The solar modules have their peak power and other characteristics specified for a standard test condition (STC – Standard Test Condition) that corresponds to a light intensity of 1000 W/m2 and a test temperature of 25 oC.

In bifacial modules, in addition to the standardized conditions in STC, which are obtained through a flash test, the manufacturer informs what the characteristics of the same module may be (approximately) in different light reflection conditions.

Below, we see some characteristics of the bifacial modules of the CS3U-370|375|380|385MB-AG family from Canadian Solar, which are manufactured in Brazil.

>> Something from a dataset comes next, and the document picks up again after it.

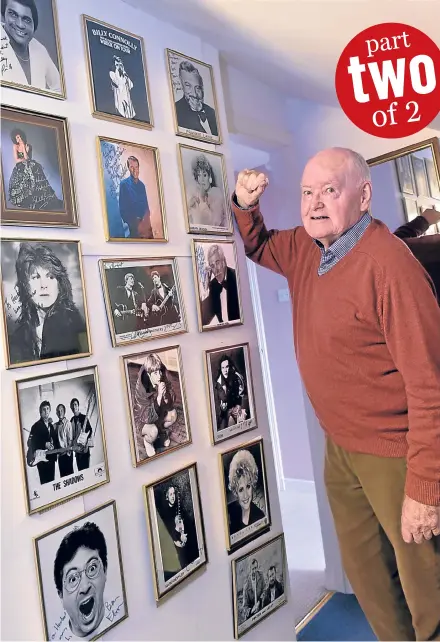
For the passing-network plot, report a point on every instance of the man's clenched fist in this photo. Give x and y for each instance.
(250, 186)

In the table we find the traditional characteristics of the modules, specified in the STC conditions. The novelty is the presence of power, voltage and current values that correspond to the capture of solar irradiation, which can be up to 30% higher in bifacial modules when compared to traditional modules. However, as the manufacturer informs, superior performance depends on the type of mounting (type of structure, height, angle, etc.) and the ground reflection coefficient (albedo).

Conclusion

Bifacial modules are a good bet for solar plants, as they capture light on both sides, and their performance has already been proven. The cost of a bifacial module is not much higher than that of a conventional module and the additional performance can provide superior performance and economic return in solar plants. For photovoltaic systems on roofs, conventional modules are still the best option.